FTSE 100 hits highest level in more than four years after more retail cheer


he FTSE 100 has hit its highest level in more than four years as unexpected good news across the retail sector continues to give the UK’s leading index a new year boost.

The index hit a high of 7,772.37 points during the day on Wednesday, the highest level since August 2018.

It was just more than a dozen points shy of the 7,790.17 points recorded on August 10 2018, and has soared to levels not too far off its all-time highs.

Several retail giants have so-far given positive trading updates from over the Christmas period, suggesting that consumers had more spending power and appetite for shopping than many analysts and experts had previously predicted.

On Wednesday, sportswear group JD Sports upgraded its full-year profit guidance after cheering an “impressive” sales performance over the festive period.

Its appeal to younger consumers with fewer financial burdens sheltered the company from wider cost-of-living impacts, it said.

For all the doom and gloom leading up to Christmas and the end of the year period, it would appear that while consumers are becoming choosier about where they spend their money, they are still spending it

Shares in the retail giant jumped by nearly 7%, more than offsetting significant insurance losses on the FTSE 100.

The FTSE 100 closed 0.4% higher, or 30.49 points, at 7,724.98, reversing the short-lived declines recorded on Tuesday, and the highest close since August 2018.

Michael Hewson, chief market analyst at CMC Markets UK, said: “For all the doom and gloom leading up to Christmas and the end of the year period, it would appear that while consumers are becoming choosier about where they spend their money, they are still spending it.

“Milder weather in January also appears to be helping sentiment, fuelling optimism that the start of 2023 might offer some respite from further increases in energy prices.

“Last week, Next surprised the markets with a positive pre-Christmas trading update. Today JD Sports has carried on that positive vibe with a similarly robust trading statement.”

Germany’s top index, the Dax, has also been on a winning streak so far this year. It closed up a significant 1.17% on Wednesday. While the French Cac enjoyed a 0.8% lift.

US stocks started the day on a positive footing, with the S&P 500 up 0.56% and Dow Jones 0.24% higher when European markets closed.

The pound was relatively flat against the US dollar, trading around 0.1% lower at 1.2134, and was down 0.25% against the euro to 1.1285.

In company news, there was more good news in the retail sector with Sainsbury’s hailing a “record” Christmas sales period, despite the pressure on shoppers from the rising cost of living.

The UK’s second largest supermarket chain said that its profits were on track to meet the upper end of market expectations following the increased volume of sales.

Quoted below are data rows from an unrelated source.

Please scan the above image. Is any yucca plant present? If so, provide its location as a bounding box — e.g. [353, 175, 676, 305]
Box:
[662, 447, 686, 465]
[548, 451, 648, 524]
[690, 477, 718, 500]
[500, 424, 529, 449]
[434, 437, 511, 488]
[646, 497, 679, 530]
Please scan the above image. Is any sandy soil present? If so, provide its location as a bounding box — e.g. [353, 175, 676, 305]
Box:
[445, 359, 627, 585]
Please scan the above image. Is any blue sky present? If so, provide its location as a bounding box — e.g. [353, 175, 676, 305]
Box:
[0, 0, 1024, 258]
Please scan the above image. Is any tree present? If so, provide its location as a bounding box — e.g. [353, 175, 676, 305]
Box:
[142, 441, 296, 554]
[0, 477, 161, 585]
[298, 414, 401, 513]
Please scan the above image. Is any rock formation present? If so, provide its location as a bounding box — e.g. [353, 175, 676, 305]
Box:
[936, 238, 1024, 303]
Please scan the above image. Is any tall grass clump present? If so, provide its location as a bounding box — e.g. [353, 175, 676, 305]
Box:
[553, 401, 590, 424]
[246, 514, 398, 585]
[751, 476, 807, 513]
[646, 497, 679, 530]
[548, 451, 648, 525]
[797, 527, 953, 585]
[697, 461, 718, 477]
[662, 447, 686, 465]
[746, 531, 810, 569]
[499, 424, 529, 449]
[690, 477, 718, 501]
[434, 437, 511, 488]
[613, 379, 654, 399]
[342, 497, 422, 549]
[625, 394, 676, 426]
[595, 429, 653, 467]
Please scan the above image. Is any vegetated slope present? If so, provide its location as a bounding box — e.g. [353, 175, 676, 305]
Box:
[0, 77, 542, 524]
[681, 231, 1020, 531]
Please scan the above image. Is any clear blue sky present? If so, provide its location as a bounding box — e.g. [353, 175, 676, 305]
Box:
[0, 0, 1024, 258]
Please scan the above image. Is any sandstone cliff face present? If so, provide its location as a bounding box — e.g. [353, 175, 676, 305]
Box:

Nevertheless, its shares were down 1.6% at close.

There was a gloomier update from Direct Line Insurance, which revealed it had scrapped its shareholder dividend after last month’s freezing weather had led to an increase in motor cover claims.

Its share price plummeted by 23.5%, and it prompted a sell-off of other big insurers such as Admiral Group and Legal & General, which also saw their share prices fall on Wednesday.

Meanwhile, the boss of housebuilder Barratt Developments noted a “marked slowdown” in the UK housing market over the past six months, leading it to cut back significantly on purchasing new land and pausing recruitment of new employees.

Investors were relatively unfazed by the warning and its share price dipped by just 0.17%.

The biggest risers on the FTSE 100 were JD Sports, up 9.85p to 150.75p, Frasers Group, up 29p to 751p, St James’s Place, up 45.5p to 1,195p, Segro, up 27.2p to 818.2p, and Unite Group, up 29p to 955.5p.

The biggest fallers on the FTSE 100 were Admiral Group, down 155p to 2,117p, M&G, down 5.75p to 190.8p, Legal & General Group, down 6.1p to 252.2p, Aviva, down 9.7p to 448.7p, and Smith & Nephew, down 21.5p to 1,161p.